# Congés payés mensualisés



## Eejil (1 Août 2022)

Bonjour à vous, 

J'ai une question concernant la fin de contrat avec mon assistante maternelle. Comme celle-ci nous l'a demandé, nous mensualisons son salaire. C'est à dire que chaque mois nous lui payons les congés payés qu'elle cumule. Cela est plus facile pour elle car sinon, la première année, ses congés sont sans soldes et lui sont payés la deuxième année. Nous devons arrêter son contrat au bout de 8 mois (de la première année), à la fin de la première semaine d'août. Elle avait prévu de prendre ses congé en Août, elle n'a donc pas pris tous les congés cumulés, que nous lui avons néanmoins déjà payés. 

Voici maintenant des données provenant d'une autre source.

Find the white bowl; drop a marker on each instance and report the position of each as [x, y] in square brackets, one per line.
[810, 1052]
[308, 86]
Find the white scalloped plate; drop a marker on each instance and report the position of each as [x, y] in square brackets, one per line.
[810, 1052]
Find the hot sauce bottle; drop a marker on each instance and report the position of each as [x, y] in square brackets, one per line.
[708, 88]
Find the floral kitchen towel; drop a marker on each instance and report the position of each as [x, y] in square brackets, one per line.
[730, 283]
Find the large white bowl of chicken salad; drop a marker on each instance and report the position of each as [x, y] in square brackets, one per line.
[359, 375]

Est-ce que nous lui devons quelque chose sur les congés non pris ?

Je vous remercie,


----------



## assmatzam (1 Août 2022)

Contrat en année complète ou incomplète ?


----------



## assmatzam (1 Août 2022)

Sachez que vous êtes l'employeur donc vous êtes responsable du contrat de travail et de ce que vous déclarez et payez chaque mois

La mensualisation du salaire est *OBLIGATOIRE *

Le paiement des cp chaque mois dès le départ est *ILLÉGAL *

Ce n'est pas parce que l'am que vous avez choisi vous dit que c'est plus facile qu'il faut forcément l'écouter et vous retrouver dans l'illégalité 

Méfiez vous la prochaine fois


----------



## GénéralMétal1988 (1 Août 2022)

Bonjour 

Exact impossible de mensualiser des CP. Aucune comparaison obligatoire n'est faite. 
A revoir donc.


----------



## Eejil (1 Août 2022)

Merci pour vos informations. J'espère donc m'être trompée en lisant le contrat car tout cela m'inquiète ! C'est un CDI... obligatoire également.


----------



## assmatzam (1 Août 2022)

Oui le cdi est obligatoire 
Regardez bien les informations inscrites sur le contrat et dites nous comment a été calculée la mensualisation 
On pourra ensuite vous aider dans la procédure de licenciement et dans les calculs de fin de contrat


----------



## Eejil (2 Août 2022)

Il s'agit d'une année incomplète sur 44 semaines. Chaque mois, nous voyons en calculant que nous versons un supplément de 18,75h par rapport au temps de travail mensualisé ce qui correspond au 2 jours de congés payés cumulés.
Le calcul qui a été fait est 44 semaines x 45 heures /12 (afin de mensualisé) = 165h donc à payer chaque mois sauf qu'en réalité nous en payons 183,75 soit 165h + 18,75h (qui reviennent aux 2,5 jours de congés).
Les congés sont donc payés au 1/12 il me semble ?


----------



## Eejil (2 Août 2022)

Pardon en fait elle l'a fait sur une année complète. En fait lorsqu'elle a calculé sa mensualisation elle n'a pas pris 44 semaines mais 49 / 12 soit 44 semaines de travail + 5 semaines de congés (sachant que nous avons 3 semaines de congés supplémentaires).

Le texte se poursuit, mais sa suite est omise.